Toxicity of the conditioning intensity regimen needs to be balanced against the risk of secondary engraftment failure while using reduced intensity and taking into consideration the toxic effect of specific medications on the mitochondria. Favorable results can be achieved by careful selection of HLA-matched donors, an adequate number of cells in the graft and strict monitoring of chimerism to detect graft failure early and guide therapeutic approaches to prevent graft loss. In our cohort, four of our patients (patients 3-6) received a reduced to treosulfan-based conditioning regimen instead of a busulfan-based regimen to try and minimize GI toxicity for symptomatic patients. Patient 3 started engraftment with full donor chimerism but died on day 12 post-transplantation from multiple organ failure. Patient 4 had full donor chimerism 3 years post-HSCT and did not have any significant organ toxicity. In contrast, our young patients 5 and 6 engrafted with mixed chimerism and during the first year post-transplant had progressively decreasing donor cells leading to secondary engraftment failure despite repeated infusions of donor lymphocytes. Five out of six published transplanted patients who underwent a non-busulfan-based conditioning regimen or cord blood source had primary or secondary engraftment failure (Tables 3 and 4) in contrast to patients who were conditioned with a busulfan-based regimen. Thus, according to published literature and our own experience, reduced intensity conditioning is not sufficient for these patients with normal bone marrow and a healthy immune system. The conditioning regimen for patients with MNGIE should be busulfan-based with addition of anti-thymoglobulin to achieve a higher percentage of donor chimerism. We conclude that the risk of secondary engraftment failure while using a reduced toxicity conditioning regimen outweighs the risk of organ toxicity associated with a busulfan-based regimen, bearing in mind that a second HSCT might not be possible due to disease progression, as happened with two of our patients (5 and 6).

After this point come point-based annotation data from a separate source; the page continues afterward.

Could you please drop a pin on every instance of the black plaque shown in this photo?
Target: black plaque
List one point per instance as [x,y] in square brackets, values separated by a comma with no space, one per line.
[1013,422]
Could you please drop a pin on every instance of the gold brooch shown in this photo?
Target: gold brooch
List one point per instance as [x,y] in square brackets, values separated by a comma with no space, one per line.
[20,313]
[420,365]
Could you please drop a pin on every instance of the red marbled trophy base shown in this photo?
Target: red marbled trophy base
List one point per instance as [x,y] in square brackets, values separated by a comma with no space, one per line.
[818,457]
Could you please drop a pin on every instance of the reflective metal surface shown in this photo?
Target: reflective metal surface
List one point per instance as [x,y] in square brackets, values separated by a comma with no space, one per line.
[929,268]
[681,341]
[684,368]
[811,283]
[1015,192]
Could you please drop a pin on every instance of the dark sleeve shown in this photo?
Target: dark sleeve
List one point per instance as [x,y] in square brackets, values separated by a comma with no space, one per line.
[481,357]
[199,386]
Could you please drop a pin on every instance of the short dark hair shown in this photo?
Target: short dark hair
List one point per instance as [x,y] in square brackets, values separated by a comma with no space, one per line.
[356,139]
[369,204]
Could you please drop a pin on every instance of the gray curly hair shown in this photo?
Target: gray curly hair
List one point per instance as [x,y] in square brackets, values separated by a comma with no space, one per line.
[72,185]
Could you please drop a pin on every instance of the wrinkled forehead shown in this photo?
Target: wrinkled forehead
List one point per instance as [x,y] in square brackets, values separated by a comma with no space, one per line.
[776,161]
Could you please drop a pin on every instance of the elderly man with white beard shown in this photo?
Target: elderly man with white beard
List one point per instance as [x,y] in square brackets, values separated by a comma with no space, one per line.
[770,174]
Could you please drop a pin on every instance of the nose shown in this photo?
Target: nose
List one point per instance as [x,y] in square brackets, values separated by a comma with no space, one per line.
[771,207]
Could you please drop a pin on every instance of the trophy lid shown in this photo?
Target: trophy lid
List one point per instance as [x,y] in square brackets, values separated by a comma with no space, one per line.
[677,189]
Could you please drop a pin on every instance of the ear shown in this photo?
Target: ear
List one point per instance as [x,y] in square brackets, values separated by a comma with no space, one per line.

According to published data, overall survival of transplanted patient with MNGIE is about 37%, but almost all these patients were older than 16 years of ageand had severe manifestations of their disease (Table 3 and 4). Survival in our cohort was 66%.

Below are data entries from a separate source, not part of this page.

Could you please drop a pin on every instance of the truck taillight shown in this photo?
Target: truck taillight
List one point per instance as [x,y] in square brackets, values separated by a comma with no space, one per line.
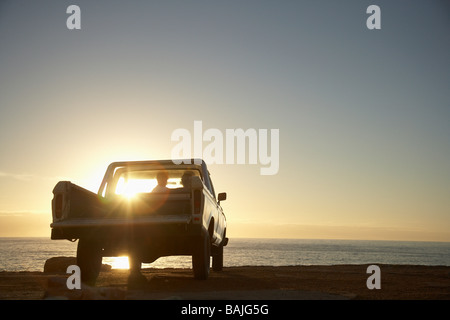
[58,206]
[197,201]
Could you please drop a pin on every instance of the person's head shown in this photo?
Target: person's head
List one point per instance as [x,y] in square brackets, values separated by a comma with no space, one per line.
[162,178]
[186,178]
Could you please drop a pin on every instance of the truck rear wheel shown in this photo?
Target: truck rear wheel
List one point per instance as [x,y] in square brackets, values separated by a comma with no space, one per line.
[201,257]
[89,259]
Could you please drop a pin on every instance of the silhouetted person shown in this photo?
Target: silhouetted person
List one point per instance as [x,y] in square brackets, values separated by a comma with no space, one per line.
[186,179]
[162,178]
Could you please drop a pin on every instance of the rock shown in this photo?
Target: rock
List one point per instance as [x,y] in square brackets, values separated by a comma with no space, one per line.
[60,264]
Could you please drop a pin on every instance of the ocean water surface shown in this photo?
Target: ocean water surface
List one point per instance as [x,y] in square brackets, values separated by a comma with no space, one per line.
[30,254]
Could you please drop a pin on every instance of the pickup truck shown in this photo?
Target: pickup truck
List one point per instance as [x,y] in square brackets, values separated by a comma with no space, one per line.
[145,210]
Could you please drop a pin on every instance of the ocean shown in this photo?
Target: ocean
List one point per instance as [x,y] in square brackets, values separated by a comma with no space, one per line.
[30,254]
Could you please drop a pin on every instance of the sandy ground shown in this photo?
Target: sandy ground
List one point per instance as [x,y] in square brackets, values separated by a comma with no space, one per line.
[398,282]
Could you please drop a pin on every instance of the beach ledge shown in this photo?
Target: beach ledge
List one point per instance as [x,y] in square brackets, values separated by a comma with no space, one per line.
[335,282]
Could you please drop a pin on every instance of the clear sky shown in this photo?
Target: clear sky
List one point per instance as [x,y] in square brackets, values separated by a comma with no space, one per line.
[363,115]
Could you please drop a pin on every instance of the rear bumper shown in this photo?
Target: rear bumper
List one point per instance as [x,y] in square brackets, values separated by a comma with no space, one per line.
[103,229]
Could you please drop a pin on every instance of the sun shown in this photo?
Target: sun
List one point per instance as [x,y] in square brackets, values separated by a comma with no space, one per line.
[118,262]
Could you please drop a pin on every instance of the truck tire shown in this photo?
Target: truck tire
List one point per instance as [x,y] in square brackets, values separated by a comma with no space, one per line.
[201,257]
[89,259]
[218,258]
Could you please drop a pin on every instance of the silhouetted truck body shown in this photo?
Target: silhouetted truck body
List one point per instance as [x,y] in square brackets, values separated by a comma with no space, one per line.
[130,215]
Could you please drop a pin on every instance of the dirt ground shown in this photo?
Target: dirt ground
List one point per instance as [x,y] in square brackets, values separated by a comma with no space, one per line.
[338,282]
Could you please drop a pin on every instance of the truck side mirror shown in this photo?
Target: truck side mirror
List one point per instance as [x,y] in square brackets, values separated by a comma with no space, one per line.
[222,196]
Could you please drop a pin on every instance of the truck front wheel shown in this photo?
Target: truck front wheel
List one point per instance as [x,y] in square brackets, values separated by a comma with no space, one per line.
[201,257]
[89,259]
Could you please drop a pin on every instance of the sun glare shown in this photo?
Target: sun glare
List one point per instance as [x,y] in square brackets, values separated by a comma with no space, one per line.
[132,187]
[117,262]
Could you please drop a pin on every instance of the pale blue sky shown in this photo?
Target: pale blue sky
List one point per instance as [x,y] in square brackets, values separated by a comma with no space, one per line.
[363,115]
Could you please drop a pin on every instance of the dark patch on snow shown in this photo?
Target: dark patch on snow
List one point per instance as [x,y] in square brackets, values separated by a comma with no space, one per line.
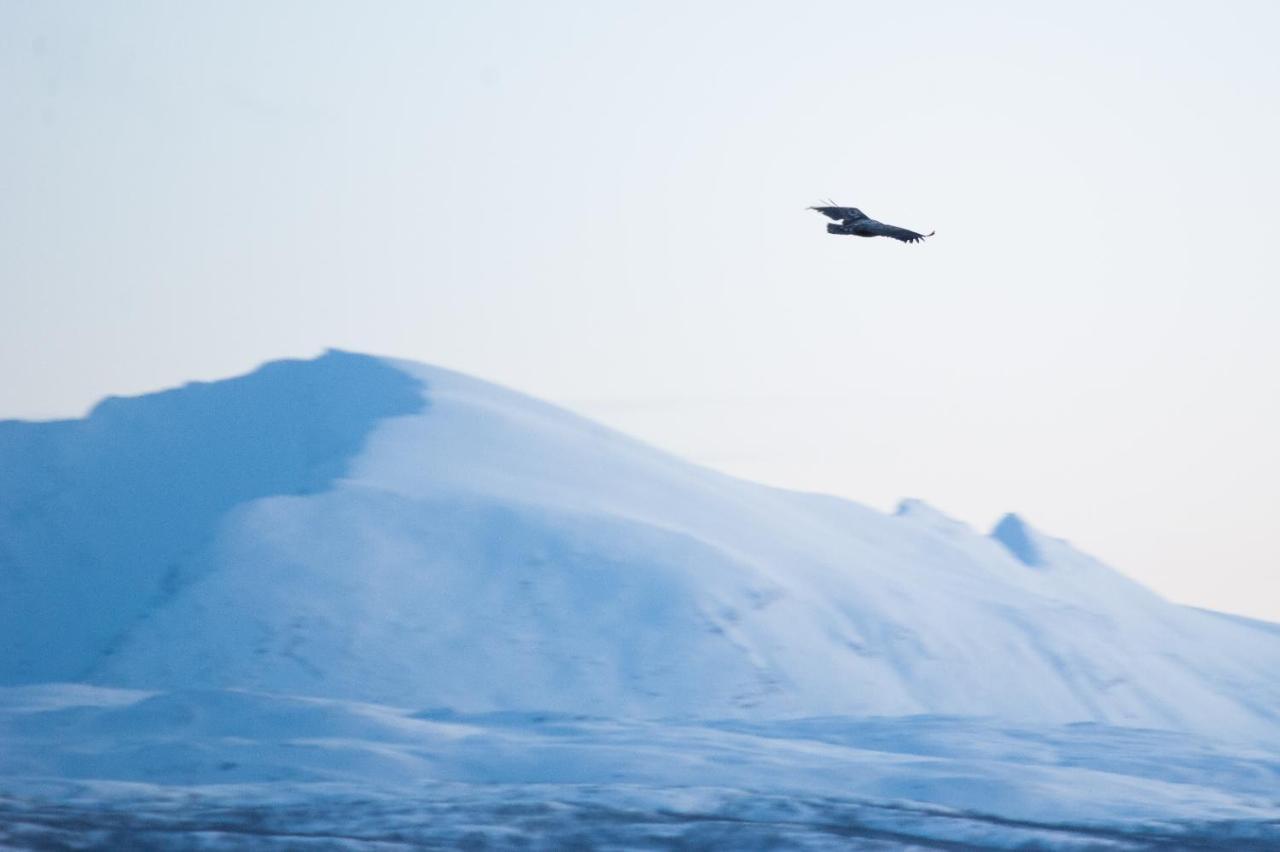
[1015,535]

Overall, our experience reinforces the significance of HSCT timing with regard to HSCT-related risks, as well as a prognostic factor for transplant outcome. We conclude that severe GI symptoms are mostly irreversible and constitute a poor prognostic indicator both short and long-term. HSCT should therefore be carefully considered in those patients.
In conclusion, our present study emphasizes the short and long-term outcome of allogenic bone marrow transplantation as a curative option for patients with MNGIE if the following factors are carefully followed: early diagnosis before irreversible GI symptoms occur, careful selection of HLA-matched related donor and the use of a busulfan-based conditioning regimen. Further studies might lead to other promising therapeutic options and future developments such as newborn screening may contribute to early diagnosis.
Conflict-of-interest disclosure :
All authors declare no conflict of interest.